In its mission to reduce the staggering amount of fuel used to support military initiatives around the world, the U.S. Marines yesterday announced a contract with Lockheed Martin to develop battlefield-ready fuel cell generators.

The project will result in the development of a solid oxide fuel cell generator, integrated with solar panels, and capable of being 30%-50% more efficient than current diesel generators.

“Lockheed Martin shares the U.S. Department of Defense’s top goals of increasing the safety of our troops and reducing operational costs,” said Dan Heller, vice president of new ventures for Lockheed Martin Mission Systems & Sensors. “Alternative energy solutions, such as the fuel cell we are developing for the Office of Naval Research, can help mitigate these challenges, advancing the strength and flexibility of our military operating in some of the world’s toughest conditions.”

In 2009 alone, the military consumed some 375,000 barrels of oil per day, more than three-quarters of all other countries on the planet. To put that in perspective, Nigeria—with a population of more than 140 million—consumes about the same amount.
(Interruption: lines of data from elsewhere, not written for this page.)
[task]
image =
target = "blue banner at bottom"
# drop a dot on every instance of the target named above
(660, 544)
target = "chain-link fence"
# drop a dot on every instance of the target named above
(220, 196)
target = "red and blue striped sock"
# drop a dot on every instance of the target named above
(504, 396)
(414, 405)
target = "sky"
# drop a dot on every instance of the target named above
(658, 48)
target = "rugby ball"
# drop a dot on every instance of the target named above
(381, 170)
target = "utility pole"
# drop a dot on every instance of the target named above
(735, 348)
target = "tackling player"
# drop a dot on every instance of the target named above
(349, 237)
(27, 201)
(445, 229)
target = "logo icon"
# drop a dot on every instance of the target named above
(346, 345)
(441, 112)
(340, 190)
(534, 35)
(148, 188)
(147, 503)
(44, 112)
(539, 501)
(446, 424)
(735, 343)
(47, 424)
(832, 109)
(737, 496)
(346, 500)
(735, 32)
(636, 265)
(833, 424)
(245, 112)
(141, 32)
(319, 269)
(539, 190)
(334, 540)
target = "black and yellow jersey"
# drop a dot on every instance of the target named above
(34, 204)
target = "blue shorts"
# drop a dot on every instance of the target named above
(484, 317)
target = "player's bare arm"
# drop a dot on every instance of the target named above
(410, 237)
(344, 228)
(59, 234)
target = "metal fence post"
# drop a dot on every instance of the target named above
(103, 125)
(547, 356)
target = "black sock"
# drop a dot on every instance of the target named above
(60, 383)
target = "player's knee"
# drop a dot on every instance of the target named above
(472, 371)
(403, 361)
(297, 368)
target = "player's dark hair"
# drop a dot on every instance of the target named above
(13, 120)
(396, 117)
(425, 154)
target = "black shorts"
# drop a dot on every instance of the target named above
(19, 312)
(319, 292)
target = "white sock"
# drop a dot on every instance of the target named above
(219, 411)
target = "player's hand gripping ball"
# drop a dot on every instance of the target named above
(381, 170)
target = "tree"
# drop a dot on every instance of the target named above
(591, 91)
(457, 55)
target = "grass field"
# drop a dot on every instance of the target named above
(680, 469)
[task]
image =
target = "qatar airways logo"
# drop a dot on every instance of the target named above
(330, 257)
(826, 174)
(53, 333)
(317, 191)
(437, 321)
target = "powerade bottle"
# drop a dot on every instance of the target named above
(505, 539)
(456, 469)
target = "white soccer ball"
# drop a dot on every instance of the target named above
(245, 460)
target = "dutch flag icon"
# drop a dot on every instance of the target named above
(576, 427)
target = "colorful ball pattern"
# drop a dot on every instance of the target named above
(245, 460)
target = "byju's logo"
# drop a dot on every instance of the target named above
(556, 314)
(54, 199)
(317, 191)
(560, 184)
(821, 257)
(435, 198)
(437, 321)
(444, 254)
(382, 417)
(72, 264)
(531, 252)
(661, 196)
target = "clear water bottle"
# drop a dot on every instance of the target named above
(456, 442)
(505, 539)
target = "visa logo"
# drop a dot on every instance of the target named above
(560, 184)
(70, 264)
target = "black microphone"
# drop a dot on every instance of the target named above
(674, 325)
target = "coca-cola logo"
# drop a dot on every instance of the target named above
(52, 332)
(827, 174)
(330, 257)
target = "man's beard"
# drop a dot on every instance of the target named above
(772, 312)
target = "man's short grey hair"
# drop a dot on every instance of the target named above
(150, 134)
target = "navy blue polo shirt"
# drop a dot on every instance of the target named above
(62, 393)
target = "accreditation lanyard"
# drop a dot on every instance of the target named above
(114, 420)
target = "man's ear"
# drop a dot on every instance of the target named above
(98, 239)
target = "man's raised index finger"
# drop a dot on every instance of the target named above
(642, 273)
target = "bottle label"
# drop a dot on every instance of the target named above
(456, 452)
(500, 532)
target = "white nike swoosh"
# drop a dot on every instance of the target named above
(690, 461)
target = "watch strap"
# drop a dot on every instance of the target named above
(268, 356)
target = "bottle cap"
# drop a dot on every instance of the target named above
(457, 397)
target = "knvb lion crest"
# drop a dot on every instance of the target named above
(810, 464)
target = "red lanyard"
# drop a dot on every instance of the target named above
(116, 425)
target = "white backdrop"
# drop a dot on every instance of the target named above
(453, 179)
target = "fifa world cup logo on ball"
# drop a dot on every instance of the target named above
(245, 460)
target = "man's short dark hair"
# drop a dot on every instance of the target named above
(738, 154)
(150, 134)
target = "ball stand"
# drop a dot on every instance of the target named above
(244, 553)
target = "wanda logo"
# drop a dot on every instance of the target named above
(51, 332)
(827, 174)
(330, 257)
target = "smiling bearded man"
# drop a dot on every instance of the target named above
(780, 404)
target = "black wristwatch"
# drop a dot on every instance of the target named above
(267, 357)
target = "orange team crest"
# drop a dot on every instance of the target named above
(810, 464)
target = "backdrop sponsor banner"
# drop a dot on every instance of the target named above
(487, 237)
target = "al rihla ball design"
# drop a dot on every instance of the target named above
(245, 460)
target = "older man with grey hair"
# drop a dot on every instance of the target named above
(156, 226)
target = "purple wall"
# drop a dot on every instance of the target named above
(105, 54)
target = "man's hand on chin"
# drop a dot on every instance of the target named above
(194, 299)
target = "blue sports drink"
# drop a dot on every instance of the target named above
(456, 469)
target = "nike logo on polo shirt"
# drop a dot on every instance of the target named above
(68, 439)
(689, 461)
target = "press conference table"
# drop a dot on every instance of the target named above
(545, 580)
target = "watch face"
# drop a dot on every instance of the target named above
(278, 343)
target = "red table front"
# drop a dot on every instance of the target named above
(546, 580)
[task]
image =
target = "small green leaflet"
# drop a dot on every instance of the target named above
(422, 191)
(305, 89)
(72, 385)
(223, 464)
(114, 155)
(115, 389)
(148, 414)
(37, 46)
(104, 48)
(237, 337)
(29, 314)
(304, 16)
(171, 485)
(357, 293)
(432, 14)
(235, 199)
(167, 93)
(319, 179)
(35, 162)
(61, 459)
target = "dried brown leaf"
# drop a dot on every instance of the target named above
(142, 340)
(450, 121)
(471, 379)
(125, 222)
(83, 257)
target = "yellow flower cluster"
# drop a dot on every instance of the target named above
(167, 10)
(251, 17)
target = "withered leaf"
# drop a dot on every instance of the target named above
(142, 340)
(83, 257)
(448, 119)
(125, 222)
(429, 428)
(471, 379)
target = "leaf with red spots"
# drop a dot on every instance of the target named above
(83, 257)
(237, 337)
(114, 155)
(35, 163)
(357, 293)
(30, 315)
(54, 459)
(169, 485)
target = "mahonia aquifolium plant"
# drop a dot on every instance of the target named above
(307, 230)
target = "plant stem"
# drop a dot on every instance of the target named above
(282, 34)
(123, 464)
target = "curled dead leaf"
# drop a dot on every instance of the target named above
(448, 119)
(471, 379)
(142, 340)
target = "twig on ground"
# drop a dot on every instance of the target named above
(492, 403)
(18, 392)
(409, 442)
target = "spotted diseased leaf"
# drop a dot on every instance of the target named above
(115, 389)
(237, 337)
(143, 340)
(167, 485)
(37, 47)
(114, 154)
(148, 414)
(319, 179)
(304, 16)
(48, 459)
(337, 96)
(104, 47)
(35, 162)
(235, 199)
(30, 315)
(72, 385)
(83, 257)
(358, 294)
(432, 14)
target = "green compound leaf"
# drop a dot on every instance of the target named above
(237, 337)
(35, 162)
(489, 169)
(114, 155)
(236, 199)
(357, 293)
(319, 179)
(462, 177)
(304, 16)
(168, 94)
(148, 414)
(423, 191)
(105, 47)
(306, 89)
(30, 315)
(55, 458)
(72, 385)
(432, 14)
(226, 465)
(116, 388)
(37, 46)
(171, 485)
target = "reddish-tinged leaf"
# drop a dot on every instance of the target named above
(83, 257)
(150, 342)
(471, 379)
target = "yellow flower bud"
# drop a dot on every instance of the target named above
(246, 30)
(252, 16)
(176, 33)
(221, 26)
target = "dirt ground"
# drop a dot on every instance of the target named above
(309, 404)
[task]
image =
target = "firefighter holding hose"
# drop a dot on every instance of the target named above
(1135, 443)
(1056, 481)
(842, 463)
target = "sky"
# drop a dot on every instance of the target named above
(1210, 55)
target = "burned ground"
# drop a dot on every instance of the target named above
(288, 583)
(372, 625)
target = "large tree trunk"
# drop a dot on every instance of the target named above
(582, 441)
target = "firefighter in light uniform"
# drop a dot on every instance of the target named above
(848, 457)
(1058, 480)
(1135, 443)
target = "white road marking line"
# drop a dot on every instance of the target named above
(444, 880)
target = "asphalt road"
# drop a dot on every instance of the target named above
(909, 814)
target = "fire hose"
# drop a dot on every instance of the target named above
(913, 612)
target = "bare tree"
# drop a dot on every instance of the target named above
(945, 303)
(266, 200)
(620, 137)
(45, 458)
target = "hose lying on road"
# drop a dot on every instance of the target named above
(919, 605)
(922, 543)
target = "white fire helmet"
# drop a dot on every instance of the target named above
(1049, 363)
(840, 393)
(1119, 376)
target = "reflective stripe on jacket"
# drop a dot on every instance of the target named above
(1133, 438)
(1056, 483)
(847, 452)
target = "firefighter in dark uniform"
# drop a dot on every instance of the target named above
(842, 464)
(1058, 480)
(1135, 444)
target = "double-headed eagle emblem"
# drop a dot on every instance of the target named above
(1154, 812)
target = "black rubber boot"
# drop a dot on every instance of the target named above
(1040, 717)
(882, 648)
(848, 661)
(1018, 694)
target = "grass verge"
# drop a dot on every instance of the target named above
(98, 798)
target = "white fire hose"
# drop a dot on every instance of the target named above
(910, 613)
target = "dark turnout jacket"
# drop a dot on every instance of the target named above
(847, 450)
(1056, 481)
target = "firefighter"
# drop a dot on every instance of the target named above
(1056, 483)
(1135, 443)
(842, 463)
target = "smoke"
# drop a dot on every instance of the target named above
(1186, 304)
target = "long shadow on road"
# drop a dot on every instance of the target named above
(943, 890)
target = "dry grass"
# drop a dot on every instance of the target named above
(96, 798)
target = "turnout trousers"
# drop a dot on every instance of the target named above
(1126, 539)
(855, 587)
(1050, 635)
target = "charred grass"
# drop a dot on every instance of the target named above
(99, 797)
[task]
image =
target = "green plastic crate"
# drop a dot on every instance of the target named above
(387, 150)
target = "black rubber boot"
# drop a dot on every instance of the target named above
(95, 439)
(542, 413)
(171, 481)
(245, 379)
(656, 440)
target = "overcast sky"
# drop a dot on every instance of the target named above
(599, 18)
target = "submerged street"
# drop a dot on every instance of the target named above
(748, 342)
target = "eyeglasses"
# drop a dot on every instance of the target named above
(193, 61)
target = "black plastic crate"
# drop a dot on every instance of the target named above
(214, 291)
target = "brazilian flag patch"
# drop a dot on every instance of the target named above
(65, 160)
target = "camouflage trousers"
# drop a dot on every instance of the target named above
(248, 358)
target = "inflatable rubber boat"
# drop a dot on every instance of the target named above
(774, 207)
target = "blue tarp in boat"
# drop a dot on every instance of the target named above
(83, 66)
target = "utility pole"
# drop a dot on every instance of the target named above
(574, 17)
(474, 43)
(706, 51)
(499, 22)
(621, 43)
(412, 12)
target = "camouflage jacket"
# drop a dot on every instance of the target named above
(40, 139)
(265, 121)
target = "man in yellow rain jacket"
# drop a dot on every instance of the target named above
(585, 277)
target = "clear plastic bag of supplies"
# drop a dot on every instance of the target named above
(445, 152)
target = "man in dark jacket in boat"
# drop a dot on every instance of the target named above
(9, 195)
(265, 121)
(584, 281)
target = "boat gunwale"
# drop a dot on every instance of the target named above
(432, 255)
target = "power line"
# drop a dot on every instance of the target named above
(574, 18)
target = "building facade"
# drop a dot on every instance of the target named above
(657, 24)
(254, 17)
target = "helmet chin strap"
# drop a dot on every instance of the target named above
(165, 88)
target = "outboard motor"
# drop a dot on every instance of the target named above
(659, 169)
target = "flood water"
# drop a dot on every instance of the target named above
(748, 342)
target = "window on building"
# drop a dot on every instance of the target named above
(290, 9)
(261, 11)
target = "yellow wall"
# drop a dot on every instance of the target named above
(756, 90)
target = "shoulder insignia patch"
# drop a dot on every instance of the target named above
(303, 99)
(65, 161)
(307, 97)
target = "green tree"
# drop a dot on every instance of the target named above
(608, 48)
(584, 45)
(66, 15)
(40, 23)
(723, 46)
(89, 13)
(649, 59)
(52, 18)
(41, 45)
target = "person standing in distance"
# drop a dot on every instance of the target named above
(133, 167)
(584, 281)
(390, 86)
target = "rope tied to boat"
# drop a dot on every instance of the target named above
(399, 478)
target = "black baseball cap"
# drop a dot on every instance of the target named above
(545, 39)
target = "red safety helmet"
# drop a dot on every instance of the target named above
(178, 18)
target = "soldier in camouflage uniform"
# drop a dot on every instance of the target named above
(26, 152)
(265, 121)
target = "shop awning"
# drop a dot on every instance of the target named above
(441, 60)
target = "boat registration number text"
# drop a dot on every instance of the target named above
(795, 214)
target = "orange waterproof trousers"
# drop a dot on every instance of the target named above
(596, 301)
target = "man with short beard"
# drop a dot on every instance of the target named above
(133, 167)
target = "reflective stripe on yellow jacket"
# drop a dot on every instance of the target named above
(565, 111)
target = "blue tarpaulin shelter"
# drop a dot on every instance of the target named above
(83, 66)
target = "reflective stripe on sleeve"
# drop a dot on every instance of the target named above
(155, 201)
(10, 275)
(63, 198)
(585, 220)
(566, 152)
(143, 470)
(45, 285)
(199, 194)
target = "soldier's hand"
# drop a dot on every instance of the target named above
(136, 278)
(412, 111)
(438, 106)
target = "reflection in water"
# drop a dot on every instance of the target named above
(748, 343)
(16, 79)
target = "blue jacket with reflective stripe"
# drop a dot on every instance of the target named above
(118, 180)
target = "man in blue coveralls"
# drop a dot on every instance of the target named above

There are currently over 100,000 military generators in place around the world, so shifting to a more efficient means of electricity generation would certainly have an impact; especially on lives saved. Eighty percent of the supply convoys in Iraq and Afghanistan are fuel trucks—with over 3,000 American soldiers and contractors killed in attacks associated with fuel delivery between 2003 and 2007.

In the spring of 2011, Lockheed Martin successfully completed a major test using the military’s standard diesel fuel (JP-8) to run a fuel cell generator for over 1,000 hours.

“This milestone brings us closer to fielding military fuel-cell generators, which could provide the military a safer, less expensive alternative to conventional power generators,” said Steve Sinsabaugh, Lockheed Martin fuel-cell manager.

The $3M project to create a battlefield-ready fuel cell generator is expected to take 32 months.